All organizations and individuals are governed by laws. For this reason, when misunderstandings and disputes arise, it is up to the displeased party to resort to the intervention of courts of law.
This requires the disgruntled party to file a petition at a court of law and issue a legal notice to the other party before the matter is finalized in court.
What is a Legal Notice?
Legal notice is simply the requirement that a party must be furnished with sufficient knowledge concerning the legal processes that affect his rights and duties or obligations. In other words, it is a way of notifying individuals or organisations about a matter by using a method required by the law courts.

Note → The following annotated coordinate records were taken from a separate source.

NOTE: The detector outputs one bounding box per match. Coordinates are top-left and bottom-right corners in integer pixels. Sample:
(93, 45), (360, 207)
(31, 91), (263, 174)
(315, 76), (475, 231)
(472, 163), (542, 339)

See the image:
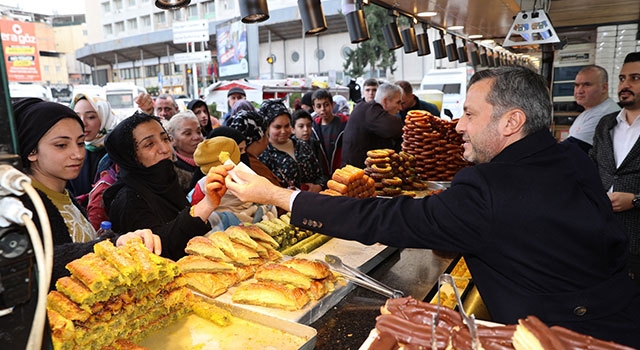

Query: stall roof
(76, 0), (640, 65)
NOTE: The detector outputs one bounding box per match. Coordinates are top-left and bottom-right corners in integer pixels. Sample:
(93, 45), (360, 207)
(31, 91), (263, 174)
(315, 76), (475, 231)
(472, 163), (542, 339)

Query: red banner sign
(0, 19), (42, 82)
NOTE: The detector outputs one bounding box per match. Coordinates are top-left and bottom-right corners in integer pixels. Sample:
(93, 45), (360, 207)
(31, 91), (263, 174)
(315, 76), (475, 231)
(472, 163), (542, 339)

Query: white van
(105, 83), (147, 120)
(414, 67), (473, 119)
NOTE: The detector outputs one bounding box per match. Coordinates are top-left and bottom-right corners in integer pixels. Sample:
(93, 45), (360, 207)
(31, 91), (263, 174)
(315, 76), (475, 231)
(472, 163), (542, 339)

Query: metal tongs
(324, 254), (404, 299)
(431, 273), (480, 350)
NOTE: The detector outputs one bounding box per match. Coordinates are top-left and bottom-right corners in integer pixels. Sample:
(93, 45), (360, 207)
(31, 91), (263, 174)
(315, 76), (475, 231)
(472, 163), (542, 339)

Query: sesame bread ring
(371, 163), (393, 174)
(364, 157), (391, 166)
(367, 149), (391, 158)
(382, 176), (402, 186)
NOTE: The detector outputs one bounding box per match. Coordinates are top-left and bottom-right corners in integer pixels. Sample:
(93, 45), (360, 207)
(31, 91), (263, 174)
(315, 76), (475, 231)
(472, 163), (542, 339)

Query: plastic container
(96, 221), (113, 237)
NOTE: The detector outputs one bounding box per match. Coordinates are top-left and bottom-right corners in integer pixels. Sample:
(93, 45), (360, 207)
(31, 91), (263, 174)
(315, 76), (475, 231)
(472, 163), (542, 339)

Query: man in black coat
(226, 66), (640, 347)
(342, 83), (402, 169)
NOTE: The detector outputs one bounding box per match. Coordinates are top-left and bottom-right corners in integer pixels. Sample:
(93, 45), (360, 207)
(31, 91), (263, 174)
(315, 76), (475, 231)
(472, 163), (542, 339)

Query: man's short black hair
(624, 52), (640, 63)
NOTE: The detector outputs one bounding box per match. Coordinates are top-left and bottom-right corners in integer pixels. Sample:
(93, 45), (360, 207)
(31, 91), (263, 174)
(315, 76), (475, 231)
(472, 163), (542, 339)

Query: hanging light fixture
(433, 29), (447, 59)
(480, 46), (489, 67)
(345, 0), (369, 44)
(469, 43), (480, 68)
(416, 23), (431, 56)
(402, 18), (418, 53)
(458, 38), (469, 63)
(487, 49), (496, 67)
(447, 34), (458, 62)
(382, 10), (402, 51)
(240, 0), (269, 23)
(298, 0), (327, 34)
(156, 0), (191, 10)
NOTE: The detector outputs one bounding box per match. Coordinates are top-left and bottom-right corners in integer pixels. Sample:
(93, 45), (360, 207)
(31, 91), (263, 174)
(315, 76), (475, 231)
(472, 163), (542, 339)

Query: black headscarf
(13, 97), (84, 169)
(103, 112), (189, 220)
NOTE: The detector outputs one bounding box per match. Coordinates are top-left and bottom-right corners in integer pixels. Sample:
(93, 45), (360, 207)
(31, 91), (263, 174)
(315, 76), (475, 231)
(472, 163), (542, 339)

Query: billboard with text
(0, 19), (42, 82)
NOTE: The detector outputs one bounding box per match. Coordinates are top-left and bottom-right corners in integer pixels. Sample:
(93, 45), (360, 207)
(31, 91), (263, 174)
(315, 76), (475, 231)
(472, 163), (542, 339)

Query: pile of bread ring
(402, 110), (471, 181)
(364, 149), (428, 197)
(320, 164), (375, 198)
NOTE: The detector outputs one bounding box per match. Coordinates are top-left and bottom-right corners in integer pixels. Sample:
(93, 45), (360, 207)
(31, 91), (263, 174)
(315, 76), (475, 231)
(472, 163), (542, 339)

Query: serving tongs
(431, 273), (480, 350)
(324, 254), (404, 299)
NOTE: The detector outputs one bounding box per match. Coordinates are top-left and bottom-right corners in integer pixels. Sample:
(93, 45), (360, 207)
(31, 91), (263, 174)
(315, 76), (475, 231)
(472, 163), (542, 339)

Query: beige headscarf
(71, 93), (118, 151)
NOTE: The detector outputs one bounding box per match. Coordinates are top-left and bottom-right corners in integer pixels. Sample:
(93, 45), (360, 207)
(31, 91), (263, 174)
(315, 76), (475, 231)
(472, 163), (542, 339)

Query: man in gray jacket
(590, 52), (640, 284)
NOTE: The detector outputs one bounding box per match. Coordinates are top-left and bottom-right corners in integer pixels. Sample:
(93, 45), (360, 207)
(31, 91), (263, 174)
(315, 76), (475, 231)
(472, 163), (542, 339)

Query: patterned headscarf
(227, 111), (267, 147)
(260, 99), (291, 127)
(71, 93), (118, 151)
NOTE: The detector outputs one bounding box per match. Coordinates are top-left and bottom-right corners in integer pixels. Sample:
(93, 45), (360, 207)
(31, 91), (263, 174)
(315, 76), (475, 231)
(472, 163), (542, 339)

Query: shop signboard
(216, 21), (249, 79)
(0, 19), (42, 82)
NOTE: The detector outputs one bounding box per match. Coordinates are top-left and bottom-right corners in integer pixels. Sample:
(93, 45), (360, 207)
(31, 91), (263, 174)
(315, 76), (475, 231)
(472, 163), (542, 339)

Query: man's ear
(27, 149), (38, 162)
(502, 109), (527, 136)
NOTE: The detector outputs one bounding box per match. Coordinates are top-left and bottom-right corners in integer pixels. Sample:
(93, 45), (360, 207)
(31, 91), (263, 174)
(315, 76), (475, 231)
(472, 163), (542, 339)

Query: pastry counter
(310, 249), (458, 349)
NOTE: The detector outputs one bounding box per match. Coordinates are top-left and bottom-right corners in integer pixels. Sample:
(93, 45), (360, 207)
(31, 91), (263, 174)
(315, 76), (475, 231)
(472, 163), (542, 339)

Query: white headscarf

A legal notice, served to a defendant, must contain all the facts and complaints made in the petition. This is to inform the defendant about what he is being accused of, and he (the defendant) is given a reasonable period to answer; informing the court whether he agrees to or disagrees with the facts stated there in.
Who Can Serve a Legal Notice?
There are various types of legal notices and anybody, if he has gone through the right legal procedures, has the right to issue a legal notice.
There are legal procedures to be adhered to when serving a legal notice and any complainant who fails to follow those procedures does so at his own peril.
After a petition has been filed, the court issues an order to serve legal notice if the court finds the petition reasonable.
When is a legal notice said to be properly served?
After having gone through the necessary court procedures to obtain a legal notice permit, the notice you serve the defendant with must contain all the complaints, accusations or charges that have been filed at the court and this legal notice must be personally served to the accused.
In other words, the legal notice must be directly handed over to the accused and not to another person (a friend, relative or middleman).
What if a Legal Notice is not served or is improperly served?
Notice is a fundamental element of court proceedings. By law, all the parties (the court, defendant and petitioner) should be reliably informed about all the relevant facts pertaining to the case.
The legal notice is necessary to allow the defendant prepare properly for the court hearing. Such preparations involve the hiring of lawyers and compilation of legal documents etc. Until the law court is satisfied that all parties have received adequate and proper notice so that they may take the necessary actions to protect their rights, the court will not proceed with your case.
If notices are improperly served, it may result in one or more of the following:
- A delay in the case.
- An already passed court order in your favour may be overturned, revoked or declared invalid.
- Additional costs or court charges may be incurred.
- You may be asked to re-publish or re-serve the notice.
What if the defendant(s) cannot be reached?
There are instances where the defendant/accused cannot be reached by the petitioner due to a change of address or other reasons. However, that does not nulify the need to serve a notice.
You will be required to serve a notice by publication. A notice by publication refers to running a legal advertisement through the newspapers or any other appropriate means.
However, a notice by publication is not a first choice option and will not be granted unless the petitioner can provide satisfactory proof to the court that he has taken all the proper and reasonable steps to locate and personally serve the defendant with the notice but all to no avail.